The CleanIT project was funded by the European Commission’s Home Affairs Directorate in order to reduce the impact of the terrorist use of internet, but a leaked document has shown that the initiative is not what it seems to be.
The main idea of the programme, in which participates among others the Dutch National Coordinator for Terrorism and Security, Spain, UK, Belgium and Europol, is to fight terrorism through voluntary self-regulatory measures under the law. However the document shows how they rapidly forgot about European democracy and legislation.
During the first discussions and communication letters, the Coordinator But Klaase explained that the plan would first identify problems before making policy proposals, something that contradicts the current data.
According to the file, the project urges internet companies to ban unwelcome activity through their terms of service, but this action “should not be very detailed”. Besides, it allows extra-judicial vigilantism by private companies, also contradicting what Klaase explained months ago about CleanIT: “it does not aim to restrict behaviour that is not forbidden by law.”
The European Digital Rights (EDRI) site published the leaked document on 21 September and a few hours later CleanIT justified it by saying “the document is food for discussion only, and summarizes possible solutions and ideas that have to be evaluated by all partners, public and private.”
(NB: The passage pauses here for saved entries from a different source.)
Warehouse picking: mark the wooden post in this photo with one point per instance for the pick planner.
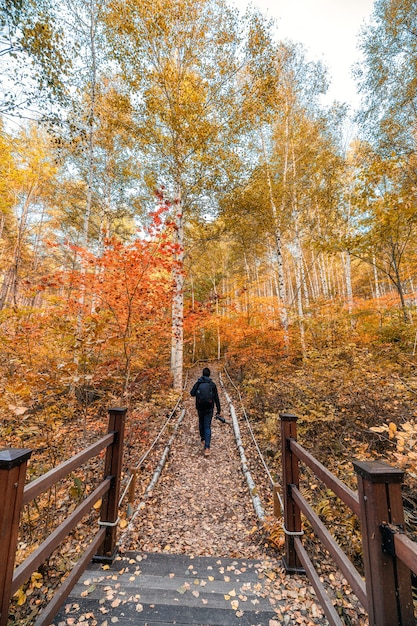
(113, 467)
(277, 505)
(290, 476)
(388, 581)
(13, 463)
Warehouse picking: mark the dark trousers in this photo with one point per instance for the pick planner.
(204, 424)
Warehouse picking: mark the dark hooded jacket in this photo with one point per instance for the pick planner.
(206, 379)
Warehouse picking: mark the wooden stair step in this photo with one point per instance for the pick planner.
(164, 589)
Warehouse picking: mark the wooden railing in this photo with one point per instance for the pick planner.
(389, 555)
(14, 495)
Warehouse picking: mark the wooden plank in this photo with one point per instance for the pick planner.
(13, 465)
(342, 491)
(318, 587)
(349, 571)
(41, 484)
(46, 548)
(406, 551)
(290, 476)
(64, 590)
(163, 584)
(173, 614)
(379, 489)
(113, 467)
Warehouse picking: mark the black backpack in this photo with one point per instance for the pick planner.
(205, 394)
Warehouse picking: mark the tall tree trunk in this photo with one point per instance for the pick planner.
(376, 281)
(278, 238)
(348, 278)
(177, 338)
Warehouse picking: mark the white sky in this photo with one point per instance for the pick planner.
(328, 29)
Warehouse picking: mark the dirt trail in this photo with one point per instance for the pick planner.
(200, 505)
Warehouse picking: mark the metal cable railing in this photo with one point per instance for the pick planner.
(145, 456)
(253, 437)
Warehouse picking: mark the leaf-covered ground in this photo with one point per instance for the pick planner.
(202, 506)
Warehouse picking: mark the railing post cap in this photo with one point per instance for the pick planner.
(378, 472)
(289, 417)
(12, 457)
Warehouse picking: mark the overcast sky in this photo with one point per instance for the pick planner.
(328, 29)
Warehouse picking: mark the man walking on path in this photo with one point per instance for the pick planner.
(206, 396)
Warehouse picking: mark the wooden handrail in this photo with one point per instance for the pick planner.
(55, 604)
(339, 557)
(329, 610)
(347, 495)
(44, 482)
(406, 551)
(389, 555)
(44, 551)
(13, 495)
“While taking into account that any measure taken should not affect our online freedom, the advantages and disadvantages of the possible measures will be discussed in next meetings”, they wrote, confirming the authenticity of the information.
CleanIT is duplicating much of the work of the CEO Coalition (child protection), which is also financed by the European Commission. Both create “voluntary” rules for notification and removal of possibly illegal content, explained EDRI.
Within the “best practices” to be discussed described in the leaked document we can find: “removal of any legislation preventing filtering/surveillance of employees’ Internet connections”, “law enforcement authorities should be able to have content removed, without following the more labour-intensive and formal procedures for ‘notice and action” and “Governments should use the helpfulness of ISPs as a criterion for awarding public contracts.”
CleanIT’s idea of internet terrorism was criticised by a Dutch blogger and reactions started to appear. Klaasen sent a letter saying that they are still getting consensus on “what the problem exactly is” and that “the project does not aim to restrict behavior that is not forbidden by law.”
The filtering companies participating in the secret deliberations are not listed on the consultation group’s website, although filtering company employees make up the majority of the participants in the organization’s meetings, EDRI published.